The gist of this example is that it is bad practice to use different versions of dependencies among developers. You want all developers to use the same version of the dependencies to get reproducible results for all checked out copies of your code. The Composer folks were aware of this problem and created composer.lock to ensure this.

When you run "composer install" for the first time, Composer will find the newest compatible version of your dependencies and install them. It will then generate the composer.lock file which contains information about the exact version which was installed so that it is possible to restore this state on your machine and on other machines. So unlike the composer.json file, the composer.lock file contains specific versions numbers for all your dependencies. The next time you or someone else runs "composer install", Composer will try to find the composer.lock file and install the version of the dependencies specified in there.

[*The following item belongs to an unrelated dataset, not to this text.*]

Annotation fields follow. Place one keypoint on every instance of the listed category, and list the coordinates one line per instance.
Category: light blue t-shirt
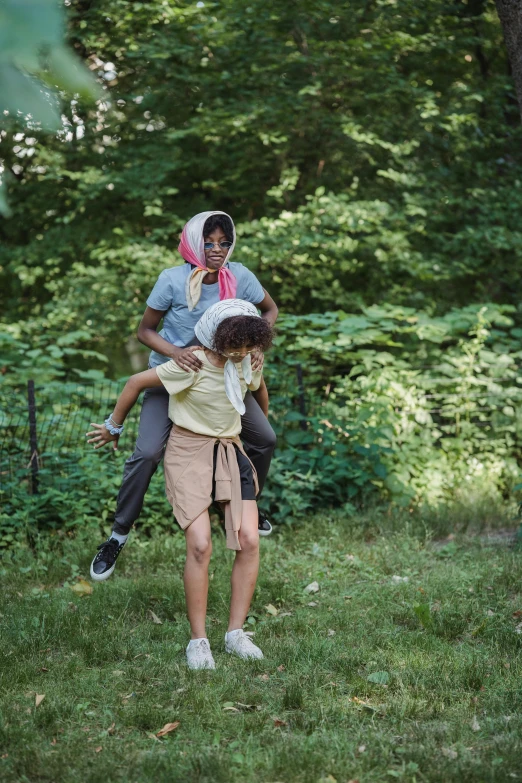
(168, 295)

Now it should also be obvious why you should add the composer.lock file to version control: By sharing this file, you let all other developers know which versions of the dependencies you have installed and tested your code with. They will now no longer need to fix possible bugs which might happen with newer versions of your dependencies.

So why should you not specify exact version constraints directly in your composer.json file? Well, this file is used to specify which versions your software should be compatible with, so which versions it should be safe to upgrade to. If you specify version constraints correctly and all your dependencies obey semantic versioning rules, you can run "composer update" to get the newest compatible version for each dependency as specified in the composer.json file. Note that this does not read the composer.lock file, but instead updates it with the new exact version numbers you are now using. After you have tested and verified everything still works, you can commit your updated composer.lock file to the repository. All other developers can then run "composer install" again to use the same versions as you.